NF1 deficiency increases intracellular lipid pools. A) NF1 deficiency alters the ER + breast cancer metabolome. PCA analysis of NF1-EV and NF1-deficient NF1-45 MCF7 LC-MS data (n = 1, 3 technical replicates per biological replicate). B) Schematic of carbon flow from [U–13C]-glucose.
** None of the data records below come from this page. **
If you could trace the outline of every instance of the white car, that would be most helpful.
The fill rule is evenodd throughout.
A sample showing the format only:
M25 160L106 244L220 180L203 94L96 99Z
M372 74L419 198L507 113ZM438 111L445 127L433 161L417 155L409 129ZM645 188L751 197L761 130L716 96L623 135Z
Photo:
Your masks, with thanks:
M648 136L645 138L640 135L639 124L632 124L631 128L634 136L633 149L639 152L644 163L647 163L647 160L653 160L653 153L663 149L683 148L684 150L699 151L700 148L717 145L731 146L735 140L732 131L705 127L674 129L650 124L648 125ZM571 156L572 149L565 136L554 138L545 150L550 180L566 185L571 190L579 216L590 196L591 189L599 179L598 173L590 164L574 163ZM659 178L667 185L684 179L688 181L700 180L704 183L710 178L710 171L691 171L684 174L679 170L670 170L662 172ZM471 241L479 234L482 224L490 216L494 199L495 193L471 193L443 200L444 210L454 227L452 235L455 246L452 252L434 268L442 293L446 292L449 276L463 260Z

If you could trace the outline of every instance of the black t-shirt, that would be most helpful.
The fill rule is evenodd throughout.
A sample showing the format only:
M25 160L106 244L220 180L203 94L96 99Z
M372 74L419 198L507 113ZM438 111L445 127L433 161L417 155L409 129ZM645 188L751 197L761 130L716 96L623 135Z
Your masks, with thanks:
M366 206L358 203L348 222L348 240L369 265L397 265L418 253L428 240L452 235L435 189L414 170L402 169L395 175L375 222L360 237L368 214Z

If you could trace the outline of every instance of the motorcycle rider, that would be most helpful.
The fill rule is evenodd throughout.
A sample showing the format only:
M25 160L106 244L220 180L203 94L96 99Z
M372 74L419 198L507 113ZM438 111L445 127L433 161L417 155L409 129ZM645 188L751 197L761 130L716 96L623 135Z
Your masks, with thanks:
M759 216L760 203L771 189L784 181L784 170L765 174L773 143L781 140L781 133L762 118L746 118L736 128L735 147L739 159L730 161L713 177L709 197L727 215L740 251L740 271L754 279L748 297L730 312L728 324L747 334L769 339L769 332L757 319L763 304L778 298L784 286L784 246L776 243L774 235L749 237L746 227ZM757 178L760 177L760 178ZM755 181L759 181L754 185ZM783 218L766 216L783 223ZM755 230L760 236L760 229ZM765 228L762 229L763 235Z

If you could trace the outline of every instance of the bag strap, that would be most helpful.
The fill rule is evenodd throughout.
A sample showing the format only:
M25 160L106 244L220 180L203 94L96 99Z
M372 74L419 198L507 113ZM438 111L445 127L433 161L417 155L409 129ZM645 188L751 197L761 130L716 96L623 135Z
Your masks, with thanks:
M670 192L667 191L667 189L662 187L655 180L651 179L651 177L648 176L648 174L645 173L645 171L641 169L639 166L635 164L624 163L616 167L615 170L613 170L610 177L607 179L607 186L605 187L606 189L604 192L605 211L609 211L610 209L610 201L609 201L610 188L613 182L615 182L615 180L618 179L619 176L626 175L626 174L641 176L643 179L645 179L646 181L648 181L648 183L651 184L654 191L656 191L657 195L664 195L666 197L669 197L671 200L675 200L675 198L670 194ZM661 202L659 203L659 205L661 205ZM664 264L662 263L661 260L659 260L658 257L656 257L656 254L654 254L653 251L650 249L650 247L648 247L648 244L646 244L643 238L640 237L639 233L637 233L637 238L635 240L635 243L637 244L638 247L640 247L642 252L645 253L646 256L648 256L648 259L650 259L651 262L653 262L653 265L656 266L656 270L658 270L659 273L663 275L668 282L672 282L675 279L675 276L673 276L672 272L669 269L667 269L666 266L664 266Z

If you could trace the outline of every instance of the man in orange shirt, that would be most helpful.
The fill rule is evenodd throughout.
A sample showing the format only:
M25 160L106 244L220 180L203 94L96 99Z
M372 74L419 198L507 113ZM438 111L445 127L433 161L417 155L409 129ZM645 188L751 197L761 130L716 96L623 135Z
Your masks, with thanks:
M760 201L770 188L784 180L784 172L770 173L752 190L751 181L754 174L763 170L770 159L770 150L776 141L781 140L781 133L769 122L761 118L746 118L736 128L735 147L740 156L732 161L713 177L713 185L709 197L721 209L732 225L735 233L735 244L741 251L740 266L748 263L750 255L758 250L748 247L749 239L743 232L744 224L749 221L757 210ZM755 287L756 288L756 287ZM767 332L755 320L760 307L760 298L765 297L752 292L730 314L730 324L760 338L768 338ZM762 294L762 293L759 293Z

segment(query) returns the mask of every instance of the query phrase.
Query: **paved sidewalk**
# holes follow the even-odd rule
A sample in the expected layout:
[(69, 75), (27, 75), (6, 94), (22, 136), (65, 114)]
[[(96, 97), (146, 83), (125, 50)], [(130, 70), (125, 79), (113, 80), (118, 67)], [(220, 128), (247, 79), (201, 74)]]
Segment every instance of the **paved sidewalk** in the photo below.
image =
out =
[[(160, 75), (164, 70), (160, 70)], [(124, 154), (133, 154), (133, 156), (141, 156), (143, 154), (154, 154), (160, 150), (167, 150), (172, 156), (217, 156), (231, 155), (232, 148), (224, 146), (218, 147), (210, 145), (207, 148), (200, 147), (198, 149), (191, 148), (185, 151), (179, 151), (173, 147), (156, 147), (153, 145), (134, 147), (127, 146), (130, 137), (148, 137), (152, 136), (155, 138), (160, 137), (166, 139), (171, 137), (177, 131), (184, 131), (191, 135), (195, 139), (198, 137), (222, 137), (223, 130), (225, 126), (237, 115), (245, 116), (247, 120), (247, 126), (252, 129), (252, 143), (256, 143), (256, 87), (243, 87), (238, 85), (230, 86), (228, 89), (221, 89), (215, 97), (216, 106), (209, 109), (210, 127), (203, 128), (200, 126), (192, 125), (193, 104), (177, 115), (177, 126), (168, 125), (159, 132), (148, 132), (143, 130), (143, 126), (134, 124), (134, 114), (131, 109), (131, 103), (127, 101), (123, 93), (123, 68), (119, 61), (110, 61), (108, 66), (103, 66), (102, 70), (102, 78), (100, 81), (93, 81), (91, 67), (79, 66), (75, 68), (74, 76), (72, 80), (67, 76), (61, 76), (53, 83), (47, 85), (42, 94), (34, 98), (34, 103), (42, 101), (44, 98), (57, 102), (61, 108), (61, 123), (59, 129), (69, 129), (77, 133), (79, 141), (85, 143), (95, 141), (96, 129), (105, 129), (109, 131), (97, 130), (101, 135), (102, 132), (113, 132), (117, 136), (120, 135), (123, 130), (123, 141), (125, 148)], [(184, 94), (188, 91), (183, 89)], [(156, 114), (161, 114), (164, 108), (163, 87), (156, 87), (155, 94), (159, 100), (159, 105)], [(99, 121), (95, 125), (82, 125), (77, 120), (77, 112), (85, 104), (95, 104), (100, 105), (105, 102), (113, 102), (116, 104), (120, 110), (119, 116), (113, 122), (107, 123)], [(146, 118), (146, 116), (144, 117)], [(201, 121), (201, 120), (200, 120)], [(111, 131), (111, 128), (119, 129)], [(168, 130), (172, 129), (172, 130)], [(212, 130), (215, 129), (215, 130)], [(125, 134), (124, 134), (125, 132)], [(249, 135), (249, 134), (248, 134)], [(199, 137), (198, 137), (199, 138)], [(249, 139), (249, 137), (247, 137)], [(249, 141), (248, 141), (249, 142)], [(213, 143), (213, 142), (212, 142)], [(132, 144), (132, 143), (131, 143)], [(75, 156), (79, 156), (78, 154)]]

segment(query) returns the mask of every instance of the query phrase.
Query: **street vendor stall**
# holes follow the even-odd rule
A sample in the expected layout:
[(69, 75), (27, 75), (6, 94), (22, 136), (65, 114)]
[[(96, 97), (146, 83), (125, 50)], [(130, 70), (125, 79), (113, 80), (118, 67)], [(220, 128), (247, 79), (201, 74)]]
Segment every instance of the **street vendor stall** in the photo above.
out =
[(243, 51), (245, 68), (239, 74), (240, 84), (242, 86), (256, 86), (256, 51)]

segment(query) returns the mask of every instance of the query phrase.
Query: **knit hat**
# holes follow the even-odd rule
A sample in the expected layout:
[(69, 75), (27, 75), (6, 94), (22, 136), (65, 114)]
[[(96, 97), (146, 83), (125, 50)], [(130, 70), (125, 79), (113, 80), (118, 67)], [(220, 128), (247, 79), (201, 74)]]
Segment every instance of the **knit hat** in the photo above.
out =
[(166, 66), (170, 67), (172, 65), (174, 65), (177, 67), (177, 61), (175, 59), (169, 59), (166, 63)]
C) NF1 deficiency decreases glucose incorporation into TCA intermediates. Relative metabolite enrichment compared to M+6 [U–13C]-glucose (n = 1, 3 technical replicates per biological replicate). D) Schematic of carbon flow from [U–13C]-glutamine. E) NF1 deficiency increases glutamine incorporation into TCA intermediates. Relative metabolite enrichment compared to M+5 [U–13C]-glutamine (n = 1, 3 technical replicates per biological replicate). F) NF1 deficiency increases TCA and REDOX intermediates and intracellular lipid species. Volcano plots describing aqueous and organic metabolite pool sizes between NF1-45 and NF1-EV control (n = 1, 3 technical replicates per biological replicate). The shape represents the geometric mean of the three technical replicates. G) NF1 deficiency increases total intracellular lipids. Boxplot of the sum of ion counts normalized to the mean ion count of the NF1-EV control within each lipid class. The line represents the geometric mean of the three technical replicates and the box boundaries at the 1st and 3rd quartile boundaries (n = 1, 3 technical replicates per biological replicate).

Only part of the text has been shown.